C’est l’expression qui me vient quand je pense à ces heures où le temps n’existe plus. C’est ainsi que je me sens, bercée par les eaux chaudes de cette rivière. Portée par les anges. Juste pour cela, le voyage à Cancún vaut le déplacement. Cette fois-ci encore, j’ai vécu une renaissance. C’est troublant, incroyablement vivifiant.

Comme nous avons eu la chance d’aller faire ce… comment dire, ce pèlerinage au tout début du voyage, le reste du séjour a été teinté d’une auréole presque mystique. Thomas et moi avions à nouveau vingt ans. Il a raison ; qu’importent les années qui ont passé ? Nous avons la chance de vivre ce que tous les jeunes amoureux rêvent de faire : n’exister que pour être ensemble. Le compte à rebours est commencé. Dans moins de quatre mois, Thomas sera lui aussi à la retraite. Yes ! Je n’arrive pas à comprendre qu’il y a des gens qui perçoivent ce moment comme un recul dans leur vie, une cassure. Moi, je le vois comme un tremplin. Et tant mieux si on est encore jeunes ! Il y a tellement de choses qu’on a rêvé de faire que les années qui restent suffiront à peine à combler toutes nos envies.

À commencer par transplanter mes jeunes pousses de géraniums. C’est fou comme le climat de ma serre leur va bien au teint ! Tant mieux. Ce qui reste d’hiver devrait passer assez vite. J’ai de quoi m’occuper jusqu’au printemps.
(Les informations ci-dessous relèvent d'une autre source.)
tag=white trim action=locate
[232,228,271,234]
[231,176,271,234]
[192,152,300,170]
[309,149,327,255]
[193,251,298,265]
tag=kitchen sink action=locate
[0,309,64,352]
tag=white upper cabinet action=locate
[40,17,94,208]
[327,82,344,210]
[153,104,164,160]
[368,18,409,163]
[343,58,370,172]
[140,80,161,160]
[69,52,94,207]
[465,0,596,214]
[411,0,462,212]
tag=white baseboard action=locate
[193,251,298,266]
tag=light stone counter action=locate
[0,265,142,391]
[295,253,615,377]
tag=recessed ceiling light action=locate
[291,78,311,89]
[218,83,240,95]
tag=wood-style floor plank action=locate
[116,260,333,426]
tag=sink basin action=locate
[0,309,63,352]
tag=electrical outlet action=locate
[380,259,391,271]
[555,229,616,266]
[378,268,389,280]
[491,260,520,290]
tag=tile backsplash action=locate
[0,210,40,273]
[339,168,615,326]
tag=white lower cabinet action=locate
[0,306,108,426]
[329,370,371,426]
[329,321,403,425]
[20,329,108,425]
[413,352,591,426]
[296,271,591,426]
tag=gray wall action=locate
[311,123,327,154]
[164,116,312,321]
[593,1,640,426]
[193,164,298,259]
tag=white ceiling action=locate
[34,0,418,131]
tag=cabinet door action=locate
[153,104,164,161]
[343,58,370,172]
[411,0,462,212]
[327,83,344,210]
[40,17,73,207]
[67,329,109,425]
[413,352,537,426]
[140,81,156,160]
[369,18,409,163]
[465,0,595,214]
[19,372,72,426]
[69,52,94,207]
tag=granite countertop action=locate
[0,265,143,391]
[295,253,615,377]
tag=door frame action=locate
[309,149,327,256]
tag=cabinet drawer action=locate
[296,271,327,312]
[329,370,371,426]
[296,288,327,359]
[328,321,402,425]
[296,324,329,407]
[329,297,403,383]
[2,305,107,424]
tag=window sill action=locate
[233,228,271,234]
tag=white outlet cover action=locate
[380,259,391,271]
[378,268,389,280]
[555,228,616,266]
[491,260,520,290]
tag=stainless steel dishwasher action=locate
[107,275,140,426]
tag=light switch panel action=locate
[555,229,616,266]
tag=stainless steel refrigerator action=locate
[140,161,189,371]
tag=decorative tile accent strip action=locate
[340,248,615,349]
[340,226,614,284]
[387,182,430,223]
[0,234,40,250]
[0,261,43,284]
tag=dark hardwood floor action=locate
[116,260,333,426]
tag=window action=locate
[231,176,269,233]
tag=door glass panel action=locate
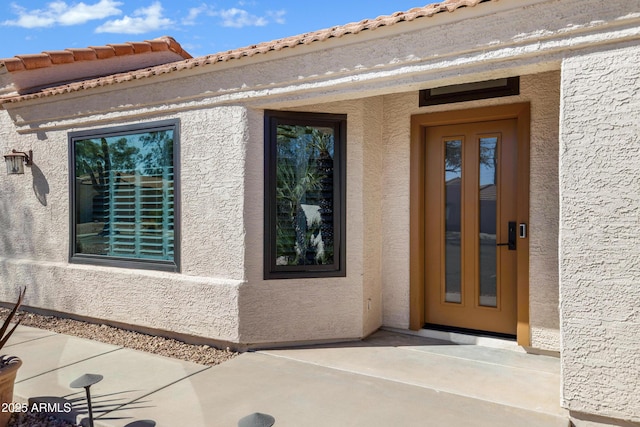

Voilà ! Je n’ai rien d’autre à ajouter sinon que Marc et Josée sont venus à la maison ce soir pour parler de notre expédition en Mongolie. J’ai hâte. On devrait bien s’amuser. Là aussi, au bout du monde, j’espère vivre une expérience qui saura me projeter hors de tout ce que je connais.

Et maintenant, dodo !

J’oubliais ! Ma jambe… Finalement je crois bien que j’avais raison. Le soleil m’a fait du bien. Beaucoup de bien. Il y a encore quelques raideurs le matin quand je me lève, mais elles sont vite passées. Ce qui veut dire, selon ce que j’en sais, que ça serait de l’arthrite. Papa se plaint parfois de la même chose. Je crois que je vais me fier aux publicités qui inondent les ondes. Je vais me procurer de la glucosamine. On verra bien si ce qu’on en dit est vrai.